Spring has sprung, and in just over a month it will be gone without the homebuying season ever taking off, thanks to the coronavirus. But as we head into the final stretch of spring, purchasing activity has started to climb with the Mortgage Bankers Association’s 30-year fixed-rate mortgage contract rate up by 4 basis points from the week before.
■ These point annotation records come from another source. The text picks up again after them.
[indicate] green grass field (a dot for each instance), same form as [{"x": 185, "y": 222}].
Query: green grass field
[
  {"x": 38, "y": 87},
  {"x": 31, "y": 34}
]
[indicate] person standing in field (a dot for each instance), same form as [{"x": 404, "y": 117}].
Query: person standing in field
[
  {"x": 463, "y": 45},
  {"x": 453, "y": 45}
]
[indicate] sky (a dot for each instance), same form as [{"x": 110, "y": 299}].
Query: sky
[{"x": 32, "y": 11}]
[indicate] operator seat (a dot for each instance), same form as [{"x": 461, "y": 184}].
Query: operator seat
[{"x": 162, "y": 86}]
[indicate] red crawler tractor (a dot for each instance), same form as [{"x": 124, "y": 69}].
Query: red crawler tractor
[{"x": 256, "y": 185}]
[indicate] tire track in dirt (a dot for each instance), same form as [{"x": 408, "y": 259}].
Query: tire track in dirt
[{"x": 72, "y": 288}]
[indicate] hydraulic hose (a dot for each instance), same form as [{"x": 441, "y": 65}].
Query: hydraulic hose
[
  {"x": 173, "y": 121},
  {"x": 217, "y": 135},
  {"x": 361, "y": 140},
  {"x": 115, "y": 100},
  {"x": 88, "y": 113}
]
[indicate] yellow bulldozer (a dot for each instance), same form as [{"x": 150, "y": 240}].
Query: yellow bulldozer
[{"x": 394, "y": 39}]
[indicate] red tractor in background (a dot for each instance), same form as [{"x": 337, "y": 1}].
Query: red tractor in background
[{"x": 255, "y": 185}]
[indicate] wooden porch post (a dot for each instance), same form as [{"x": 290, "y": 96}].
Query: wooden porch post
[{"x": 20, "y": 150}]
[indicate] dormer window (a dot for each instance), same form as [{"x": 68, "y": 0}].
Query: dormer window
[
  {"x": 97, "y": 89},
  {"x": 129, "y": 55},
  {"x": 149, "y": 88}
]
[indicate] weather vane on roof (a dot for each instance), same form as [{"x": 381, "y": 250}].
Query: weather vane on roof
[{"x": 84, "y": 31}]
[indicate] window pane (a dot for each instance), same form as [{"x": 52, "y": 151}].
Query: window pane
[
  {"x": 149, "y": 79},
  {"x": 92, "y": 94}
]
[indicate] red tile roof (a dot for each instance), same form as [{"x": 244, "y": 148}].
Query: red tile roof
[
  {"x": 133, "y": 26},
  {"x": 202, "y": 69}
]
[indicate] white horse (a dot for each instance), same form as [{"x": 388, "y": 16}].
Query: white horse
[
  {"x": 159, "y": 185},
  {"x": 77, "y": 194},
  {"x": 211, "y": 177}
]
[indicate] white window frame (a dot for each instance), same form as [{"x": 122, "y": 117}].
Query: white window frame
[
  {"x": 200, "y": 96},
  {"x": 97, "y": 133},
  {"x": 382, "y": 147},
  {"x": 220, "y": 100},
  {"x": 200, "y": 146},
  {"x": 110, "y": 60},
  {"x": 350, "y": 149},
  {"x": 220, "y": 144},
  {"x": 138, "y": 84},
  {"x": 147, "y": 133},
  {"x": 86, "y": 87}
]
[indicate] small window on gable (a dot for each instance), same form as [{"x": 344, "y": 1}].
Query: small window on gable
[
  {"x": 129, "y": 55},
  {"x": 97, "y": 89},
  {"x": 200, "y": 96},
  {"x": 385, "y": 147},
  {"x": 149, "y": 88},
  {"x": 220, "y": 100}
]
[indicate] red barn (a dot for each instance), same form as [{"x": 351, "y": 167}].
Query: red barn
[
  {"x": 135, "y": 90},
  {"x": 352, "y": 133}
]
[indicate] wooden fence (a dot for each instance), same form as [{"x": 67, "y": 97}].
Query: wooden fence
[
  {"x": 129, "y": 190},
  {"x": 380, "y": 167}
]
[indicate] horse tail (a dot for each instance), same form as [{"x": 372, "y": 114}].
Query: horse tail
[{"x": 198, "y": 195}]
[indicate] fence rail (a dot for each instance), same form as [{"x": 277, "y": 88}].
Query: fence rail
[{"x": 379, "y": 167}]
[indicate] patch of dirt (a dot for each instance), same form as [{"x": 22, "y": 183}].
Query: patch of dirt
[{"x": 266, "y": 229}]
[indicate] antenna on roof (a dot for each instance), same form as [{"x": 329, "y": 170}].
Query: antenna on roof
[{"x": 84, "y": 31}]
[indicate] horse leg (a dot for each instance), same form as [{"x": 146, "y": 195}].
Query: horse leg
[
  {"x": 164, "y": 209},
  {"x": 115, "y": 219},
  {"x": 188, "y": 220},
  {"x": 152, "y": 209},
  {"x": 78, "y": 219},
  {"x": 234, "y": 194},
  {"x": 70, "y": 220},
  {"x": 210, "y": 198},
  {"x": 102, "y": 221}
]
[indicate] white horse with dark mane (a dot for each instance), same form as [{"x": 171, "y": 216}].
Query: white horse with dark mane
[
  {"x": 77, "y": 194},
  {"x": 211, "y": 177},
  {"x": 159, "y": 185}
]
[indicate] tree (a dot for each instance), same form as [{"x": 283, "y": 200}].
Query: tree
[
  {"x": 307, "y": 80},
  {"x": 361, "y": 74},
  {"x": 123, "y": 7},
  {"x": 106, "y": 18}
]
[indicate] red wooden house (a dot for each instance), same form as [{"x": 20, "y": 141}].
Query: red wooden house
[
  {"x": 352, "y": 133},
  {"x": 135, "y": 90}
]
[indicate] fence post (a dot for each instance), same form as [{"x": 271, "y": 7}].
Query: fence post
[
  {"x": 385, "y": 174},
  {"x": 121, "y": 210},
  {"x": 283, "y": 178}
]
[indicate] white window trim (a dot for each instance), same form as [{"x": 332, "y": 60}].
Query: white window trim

Loosening restrictions and pent-up demand are rekindling the cooled market, according to the MBA. Though it’s too late to save the spring homebuying season, the last minute performance brings hope for the coming months.
Since its previous week’s reading, which also marked a record low in the series, the Mortgage Bankers Association’s 30-year fixed-rate mortgage contract rate edged up by 3 basis points to 3.43%. The Market Composite Index, measuring mortgage loan application volume for purchases and refinancings, increased by 0.3% on a seasonally adjusted basis from one week prior.
The MBA cites the release of pent-up housing demand from relaxed stay-at-home orders as the reason for the continued increase in Purchasing activity, indicated by the seasonally-adjusted increase of 11% in the Purchasing index from the prior week. In the absence of the virus-related lockdown measures, the market activity from spring homebuying season would clearly be greater, with increased traffic of prospective homeowners. The unadjusted Purchase index is reflective of this, being 10% lower than the same week one year ago.